Fascination (1922 film)
Fascination is a 1922 American silent drama film directed by Robert Z. Leonard and starring his then wife Mae Murray. The film is based on an original story by Edmund Goulding who was soon to be a prolific film director.
Lantern slide for the film.
|Directed by||Robert Z. Leonard|
|Produced by||Robert Z. Leonard|
|Screenplay by||Edmund Goulding|
|Story by||Edmund Goulding|
|Cinematography||Oliver T. Marsh|
|Distributed by||Metro Pictures|
|Language||Silent (English intertitles)|
The story capitalizes on Murray's continuing forays into outlandish costume dramas. It is not known whether the film currently survives, suggesting that it is a lost film.
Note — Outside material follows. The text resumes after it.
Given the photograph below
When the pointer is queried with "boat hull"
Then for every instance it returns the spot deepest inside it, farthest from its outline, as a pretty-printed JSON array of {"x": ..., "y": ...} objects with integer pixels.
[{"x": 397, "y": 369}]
As described in a film magazine, Dolores de Lisa (Murray), born of a Spanish father and American mother, combines the warm blood of the South with Yankee pep. To hold her in restraint, her aunt Marquesa (Fitzroy) takes her to Madrid. Dolores slips away from home on Easter day when the streets are filled with crowds going to the bullfight where, after obtaining a wig and costume, she occupies a box. She becomes fascinated with the toreador Carrita (Frazer), and the Count de Morera (Foote) offers to introduce her if she will agree to attend his ball. At the ball Dolores dances for the guests, and then joins a party at a cabaret where she meets the great Carrita. Her family meanwhile is searching the city for her, her father Eduardo de Lisa (Lane), her brother Carlos (Hale), and her sweetheart Ralph Kellogg (Coleman), having just arrived from the United States. Her father enters the cabaret and Parola (Ware), a faded cabaret singer, recognizes him and invites him to her room. Dolores follows them and hears Parola accuse Carlos of being the father of her son. As Carlos turns and starts down the stairs, Parola attempts to kill him with a heavy lamp but Dolores grabs it. Parola then turns on the daughter, but she is saved by the toreador. Parola tells Carrita that Carlos is his father and urges him to avenge her. Carrita leaves and before he can carry out his purpose, Parola admits that she lied and was only attempting to blackmail Carlos, which saves him from death at the hands of the toreador. Dolores arrives home bedraggled and completely cured of her desire for excitement, bullfights, and underworld cabarets. She happily sinks into her American sweetheart's arms.